Table 4.
PFS multivariate modeling of clinical, histologic, and molecular factors in pediatric low-grade gliomas
| Variable | HR | 95% CI | P | Variable | HR | 95% CI | P |
|---|---|---|---|---|---|---|---|
| Age <5 y | 1.58 | 0.72–3.44 | .25 | Age <5 y | 1.45 | 0.67–3.28 | .32 |
| Midline location | 3.87 | 1.84–8.11 | .0003 | Midline location | 4.60 | 2.18–9.69 | .0001 |
| Grade I vs II | 1.65 | 0.45–6.00 | .45 | Grade I vs II | 1.54 | 0.45–5.26 | .49 |
| P53 high | 1.53 | 0.66–3.54 | .32 | P53 high | 1.40 | 0.56–3.49 | .47 |
| P16 deleted | 2.88 | 1.03–8.08 | .04 | P16 deleted | 2.50 | 0.91–6.82 | .07 |
| MIB1 >10% | 2.29 | 0.98–5.33 | .05 | MIB1 >10% | 1.87 | 0.77–4.55 | .17 |
| BRAF rearranged | 0.64 | 0.29–1.42 | .27 | BRAF V600E | 2.39 | 0.93–6.15 | .07 |
| Age <5 y | 1.25 | 0.57–2.75 | .57 | Age <5 y | 1.57 | 0.70–3.53 | .27 |
| Midline location | 3.98 | 1.78–8.92 | .0008 | Midline location | 4.54 | 2.08–9.91 | .0001 |
| Grade I vs II | 1.56 | 0.42–5.82 | .51 | Grade I vs II | 1.96 | 0.53–7.21 | .31 |
| P53 high | 1.48 | 0.59–3.73 | .40 | P53 high | 1.60 | 0.63–4.07 | .32 |
| P16 deleted | 2.37 | 0.82–6.80 | .11 | P16 deleted | 3.25 | 1.09–9.65 | .03 |
| MIB1 >10% | 2.01 | 0.81–4.98 | .13 | MIB1 >10% | 2.19 | 0.89–5.42 | .09 |
| Any BRAF abnormality | 0.78 | 0.32–1.91 | .59 | BRAF rearranged | 0.54 | 0.23–1.25 | .15 |
| BRAF V600E | 2.48 | 0.94–6.56 | .07 | ||||
Abbreviations: HR, hazard ratio; CI, confidence interval.

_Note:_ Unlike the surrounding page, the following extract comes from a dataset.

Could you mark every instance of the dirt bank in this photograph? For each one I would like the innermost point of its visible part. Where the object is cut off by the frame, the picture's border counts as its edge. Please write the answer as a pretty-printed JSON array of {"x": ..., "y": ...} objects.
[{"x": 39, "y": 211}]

Several models of progression-free survival (PFS) showed that the most consistent powerful marker of shorter PFS was a tumor located in the midline vs either cerebellum or cerebrum. The strongest molecular marker for reduced PFS was homozygous p16 deletion, while high MIB1 similarly trended toward shorter PFS. Interestingly, BRAF rearrangement trended weakly toward longer PFS, yet BRAF V600E strongly trended toward shorter PFS. No variable showed independent prognostic significance for OS in any model. N = 104 (upper left), 96 (upper right), 97 (lower left), and 90 (lower right).